Figure 6.. The in vitro combinatorial preference of BPTF PHD-BD is recapitulated in vivo.

(a) CUTANA nucleosome spike-ins contain a 5’biotin for immobilization to magnetic beads and a DNA barcode to define post-translational modification (PTM) status/monitor release into the CUT&RUN eluate. A four-member panel was assembled to explore GST-PHD-BD binding (unmodified, H3K4me3, H3tetra^ac, H3K4me3tri^ac; on 80-N-25 DNA containing a central 147 bp 601 Nucleosome positioning sequence with embedded 22 bp DNA barcode). (b) GST-PHD-BD shows strong preference for spike-in nucleosome containing H3K4me3tri^ac. Table shows relative release of spike-ins (percent barcoded nucleosome/total barcode reads) in Reader CUT&RUN (’Materials and methods’). Antibodies are noted by column; GST-BPTF (PHD-BD) is detected by α-GST to facilitate pAG-MNase recruitment. ‘Nucleosome bandwidth’ is the percentage of total sequence reads taken up by spike-in standards. (c) Heatmap of CUT&RUN signal aligned to the transcription start site (TSS, +/−2 kb) of 18,793 genes in K562 cells. Rows were k-means clustered into four groups (boxed) using ChAsE chromatin analysis tool (Younesy et al., 2016). High and low signal (red and blue, respectively) are ranked by / linked to H3K4me3 (top to bottom). (d) CUT&RUN RPKM normalized tracks at representative loci using Integrative Genomics Viewer (IGV, Broad Institute). Note the co-localization of BTPF (endogenous) or GST-PHD-BD (exogenous) with H3K4me3 and H3K18ac; that H3K18ac alone is insufficient to recruit BTPF or GST-PHD-BD; and that GST-PHD-BD shows robust recruitment at some locations where BPTF is absent (e.g. B4GALT2 promoter; see ‘Discussion’).
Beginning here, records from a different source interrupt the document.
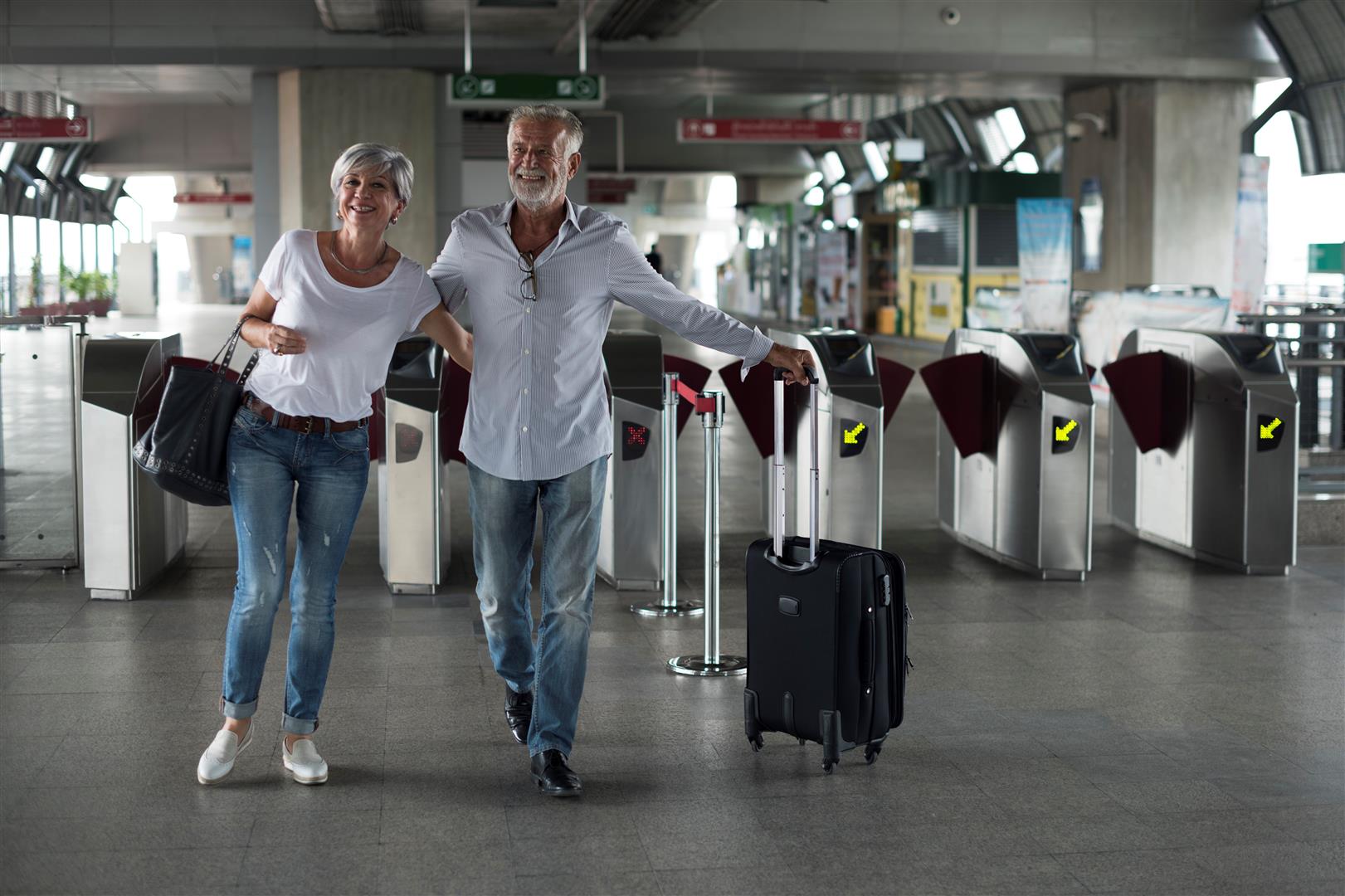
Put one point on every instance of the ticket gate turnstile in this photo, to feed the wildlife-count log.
(850, 424)
(1204, 433)
(413, 499)
(1016, 448)
(630, 553)
(132, 530)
Figure 6—figure supplement 1.. The combinatorial PTM preference of BPTF PHD-BD in vitro is mirrored by its in vivo co-localization.
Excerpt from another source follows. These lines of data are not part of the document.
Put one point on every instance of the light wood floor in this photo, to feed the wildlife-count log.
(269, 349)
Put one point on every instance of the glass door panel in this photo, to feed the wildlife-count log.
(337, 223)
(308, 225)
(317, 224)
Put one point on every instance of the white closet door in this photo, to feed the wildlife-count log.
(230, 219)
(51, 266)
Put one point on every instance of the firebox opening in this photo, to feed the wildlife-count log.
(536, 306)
(a) Heatmap of CUT&RUN signal (see ’Materials and methods’) aligned to the transcription start site (TSS, +/−2 kb) of 18,793 genes in K562 cells. High and low signal (red and blue, respectively) are ranked by / linked to H3K4me3 (top to bottom). (b–c) CUT&RUN RPKM normalized tracks at representative loci using Integrative Genomics Viewer (IGV, Broad Institute). Note the general co-localization of BTPF (endogenous) with H3K4me3 and H3K18ac. (d) Venn overlap for H3K4me3, H3K18ac and BPTF peaks. Peaks were called using SEACR, designed for the Sparse Enrichment Analysis of CUT&RUN data Meers et al., 2019, and intersected using bedtools Quinlan, 2014. To compare data sets, the top peaks (number noted for each) were considered. (e) BPTF signal distribution for SEACR peaks represented as a Violin plot, and derived from Venn diagram groups. Column 1 depicts the signal distribution for all 8,405 BPTF peaks. Other columns depict BPTF peaks that overlap with peaks for H3K4me3, H3K18ac, or both PTMs (as noted). The Fisher exact test was used to determine if BPTF co-occupancy with specific PTMs or combinations were statistically significant (**** denotes p-value <10^–4). See Supplementary file 2E for sequencing statistics; all project files available at Gene Expression Omnibus (GEO) accession GSE150617.